Pero sí acompaña a su petición de un cargo en las Indias la documentación más completa posible sobre sus méritos militares arrancando desde tiempo inmemorial, cuando vivían los héroes que ya han muerto, Juan de Austria, el duque de Sesa, y hasta Álvaro de Bazán, marqués de Santa Cruz. Lo que pide Cervantes con cuarentaypocos es lo que piden todos, obtener del presidente del Consejo de Indias el favor o la gracia de «uno de los oficios» disponibles tras exponer su expediente militar, sin alabanzas sobreactuadas y casi a toda prisa, dando por hecho que su experiencia militar no es nada excepcional sino común a tantos y tantos militares, cautivos, excautivos o simplemente soldados de profesión como su propio hermano.

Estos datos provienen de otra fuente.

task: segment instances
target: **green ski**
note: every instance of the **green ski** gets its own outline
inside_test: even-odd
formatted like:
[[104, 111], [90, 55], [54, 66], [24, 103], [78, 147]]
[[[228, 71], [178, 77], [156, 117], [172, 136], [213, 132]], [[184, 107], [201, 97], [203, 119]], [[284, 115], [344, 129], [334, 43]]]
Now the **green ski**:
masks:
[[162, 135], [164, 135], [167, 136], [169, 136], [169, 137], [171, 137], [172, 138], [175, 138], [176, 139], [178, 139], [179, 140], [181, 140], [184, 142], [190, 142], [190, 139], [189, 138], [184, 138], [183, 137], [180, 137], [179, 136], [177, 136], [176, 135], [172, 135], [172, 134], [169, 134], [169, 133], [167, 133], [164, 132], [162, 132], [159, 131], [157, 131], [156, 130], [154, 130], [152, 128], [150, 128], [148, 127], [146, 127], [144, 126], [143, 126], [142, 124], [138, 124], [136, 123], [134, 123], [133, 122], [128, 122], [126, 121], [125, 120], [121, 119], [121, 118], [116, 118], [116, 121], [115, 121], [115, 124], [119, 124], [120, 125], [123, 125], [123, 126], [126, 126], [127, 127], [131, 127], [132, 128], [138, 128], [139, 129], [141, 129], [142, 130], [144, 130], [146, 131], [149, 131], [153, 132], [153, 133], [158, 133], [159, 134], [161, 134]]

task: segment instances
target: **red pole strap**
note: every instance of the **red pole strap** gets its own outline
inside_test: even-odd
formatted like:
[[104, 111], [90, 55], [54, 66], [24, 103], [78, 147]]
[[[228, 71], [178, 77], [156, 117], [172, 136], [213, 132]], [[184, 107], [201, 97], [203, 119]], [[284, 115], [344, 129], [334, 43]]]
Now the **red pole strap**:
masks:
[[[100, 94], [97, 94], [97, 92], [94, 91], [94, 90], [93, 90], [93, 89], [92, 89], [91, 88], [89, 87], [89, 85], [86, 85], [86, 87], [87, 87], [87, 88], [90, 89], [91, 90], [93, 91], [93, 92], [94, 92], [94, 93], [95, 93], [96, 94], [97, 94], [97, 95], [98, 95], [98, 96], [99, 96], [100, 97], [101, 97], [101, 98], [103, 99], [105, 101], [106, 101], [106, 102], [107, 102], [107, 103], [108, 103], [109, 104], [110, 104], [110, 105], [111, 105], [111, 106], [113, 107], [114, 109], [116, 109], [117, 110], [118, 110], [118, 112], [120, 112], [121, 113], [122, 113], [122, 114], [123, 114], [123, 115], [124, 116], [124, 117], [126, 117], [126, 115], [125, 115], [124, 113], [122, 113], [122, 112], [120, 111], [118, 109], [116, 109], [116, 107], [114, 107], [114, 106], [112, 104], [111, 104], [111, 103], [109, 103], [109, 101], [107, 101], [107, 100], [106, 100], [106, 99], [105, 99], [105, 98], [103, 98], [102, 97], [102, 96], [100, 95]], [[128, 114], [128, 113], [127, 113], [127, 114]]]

Rodrigo, además, ha seguido peleando en los últimos diez años, en las Azores y en Flandes, mientras Cervantes se buscaba el sustento por Andalucía. Aunque la carta no lleva fecha, sí la lleva la respuesta que a 6 de junio despachan los miembros del Consejo con las iniciales rubricadas a toda prisa como asunto de trámite. La respuesta es tan clara como rutinaria al aconsejar que «busque por acá en que se le haga merced» en lugar de aspirar a un viaje que muchos desean y pocos obtienen, y mucho menos sin otros méritos que los estrictamente profesionales de soldado antes y comisario de abastos ahora, sin aportar nada sustancioso que ayude, facilite, propicie, inste y hasta obligue a conceder el oficio.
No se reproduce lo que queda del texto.